Année politique Suisse 1969 : Grundlagen der Staatsordnung / Institutionen und Volksrechte
 
Gerichte
Aufgaben und Praxis des Bundesgerichts, die bereits in früheren Jahren die öffentliche Diskussion beschäftigt hatten, kamen im Rahmen der Totalrevisionsumfrage sowie in mehreren parlamentarischen Vorstössen erneut zur Sprache. Die Einführung einer Verfassungsgerichtsbarkeit für die Bundesgesetzgebung wurde in einer grösseren Zahl von Antworten an die Arbeitsgruppe Wahlen befürwortet [43]. Nationalrat Schürmann (k.-chr., SO) versuchte einen Schritt in dieser Richtung zu veranlassen, wenn er in einer Motion die Bildung einer vorwiegend aus Staatsrechtslehrern zusammengesetzten Kommission vorschlug, die vom Bundesrat wie vom Parlament zur Begutachtung von Gesetzes- und Beschlussesentwürfen zu konsultieren wäre. Bundespräsident von Moos zeigte sich der Initiative gewogen [44]. Verschiedene Parlamentarier setzten sich für eine Erleichterung der staatsrechtlichen Beschwerde gegen kantonale Entscheide ein, wozu namentlich ein Fall Anlass gab, in welchem das Bundesgericht einem neuenburgischen Schafbauern, der infolge von Nachlässigkeit kantonaler Amtsstellen von einer Tierkrankheit befallen worden war, aus formellen Gründen eine angemessene Entschädigung verweigert hatte [45]. Der Chef des EJPD teilte im September dem Nationalrat mit, dass eine Expertenkommission beauftragt worden sei, die Frage einer Revision des Organisationsgesetzes für die Bundesrechtspflege zu prüfen [46]. Im Zusammenhang mit dem Prozess gegen die palästinensischen Attentäter, die am 18. Februar in Kloten ein israelisches Verkehrsflugzeug angegriffen hatten, wurde die Meinung geäussert, dass Straffälle von nationaler Bedeutung nicht vor ein Kantons-, sondern vor das Bundesgericht gehörten. Demgegenüber wurde bezweifelt, dass die Misslichkeiten des Verfahrens — Hungerstreik und Aussageverweigerung der palästinensischen Angeklagten, Ausstandsbegehren und Mandatsniéderlegung seitens ihrer Verteidiger, Vorwürfe der Regierung an die Verteidigung der Attentäter, wiederholte öffentliche Stellungnahmen von Verteidigern — in der Zuweisung an ein kantonales Gericht begründet lägen; hinter den Differenzen um die Prozedur stand letztlich die Frage nach dem Verhältnis zwischen Rechtsprechung und Politik [47].
 
[43] Vgl. oben, S. 11, Anm. 17.
[44] Vom Nationalrat am 27.11. als Postulat überwiesen (NZZ, 700, 28.11.69; NZ, 549, 28.11.69).

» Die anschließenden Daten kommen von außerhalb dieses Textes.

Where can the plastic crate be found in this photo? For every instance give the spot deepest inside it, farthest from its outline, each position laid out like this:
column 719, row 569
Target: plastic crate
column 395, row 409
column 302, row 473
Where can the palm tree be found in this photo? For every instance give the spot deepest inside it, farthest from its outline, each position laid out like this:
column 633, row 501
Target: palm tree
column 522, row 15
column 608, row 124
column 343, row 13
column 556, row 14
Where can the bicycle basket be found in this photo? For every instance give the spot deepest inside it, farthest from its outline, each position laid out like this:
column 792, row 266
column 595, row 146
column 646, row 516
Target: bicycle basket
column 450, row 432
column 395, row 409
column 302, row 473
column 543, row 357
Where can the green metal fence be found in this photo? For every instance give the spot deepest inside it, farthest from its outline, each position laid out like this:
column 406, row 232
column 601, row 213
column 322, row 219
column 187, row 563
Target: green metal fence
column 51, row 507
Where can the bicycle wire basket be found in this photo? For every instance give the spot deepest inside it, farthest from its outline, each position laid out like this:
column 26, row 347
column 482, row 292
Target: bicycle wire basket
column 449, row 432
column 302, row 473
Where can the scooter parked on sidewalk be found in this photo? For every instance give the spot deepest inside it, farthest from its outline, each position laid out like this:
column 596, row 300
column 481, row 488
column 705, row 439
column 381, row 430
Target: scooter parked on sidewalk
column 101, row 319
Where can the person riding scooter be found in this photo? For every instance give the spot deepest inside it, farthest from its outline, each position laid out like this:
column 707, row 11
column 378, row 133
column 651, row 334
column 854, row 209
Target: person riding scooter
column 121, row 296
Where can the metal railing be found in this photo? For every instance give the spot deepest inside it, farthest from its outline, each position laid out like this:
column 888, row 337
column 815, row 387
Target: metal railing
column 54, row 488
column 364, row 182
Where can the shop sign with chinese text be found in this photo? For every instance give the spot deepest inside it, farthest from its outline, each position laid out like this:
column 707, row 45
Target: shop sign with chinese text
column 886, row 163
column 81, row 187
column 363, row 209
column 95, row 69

[45] Fall Léo Nyfeler, der von den eidgenössischen Räten schliesslich dadurch beigelegt wurde, dass die Petitionskommissionen, an die Nyfeler eine Verantwortlichkeitsklage gegen zwei Bundesrichter gerichtet hatte, den Auftrag erhielten, dem Geschädigten als finanzielle Geste eine Summe auszahlen zu lassen (Sten. Bull. NR, 1968, S. 661 ff.; Verhandl. B.vers., 1969, III, S. 57; NZZ, 613, 9.10.69; 615, 10.10.69; Tw, 249, 24.10.69; Vat., 255, 4.11.69).
[46] Beantwortung der Motion Cadruvi (k.-chr., GR) und der Postulate Bachmann (k.-chr., SZ) und Caroni (k.-chr., TI), die vom NR am 24.9 überwiesen wurden ( Verhandl. B.vers., 1969, 111, S. 18 u. 21: NZZ, 368, 19.6.69; 589, 25.9.69); der StR überwies die Motion Cadruvi am 11.12. (NZZ, 723, 12.12.69). Vgl. auch Tat, 88, 16.4.69.
[47] Vgl. unten, S. 44 f.; ferner NZZ, 190, 26.3.69; 238, 20.4.69; 422, 14.7.69; 426 u. 427, 15.7.69; 429, 16.7.69; 516, 24.8.69; 595, 29.9.69; 629, 18.10.69; 699, 28.11.69; NZ, 562, 6.12.69; 587, 21.12.69; zur Frage Bundes- oder Kantonsgericht vgl. GdL, 287, 9.12.69; 291, 13./14.12.69; TdG, 301, 24./25.12.69; Tat, 306, 30.12.69.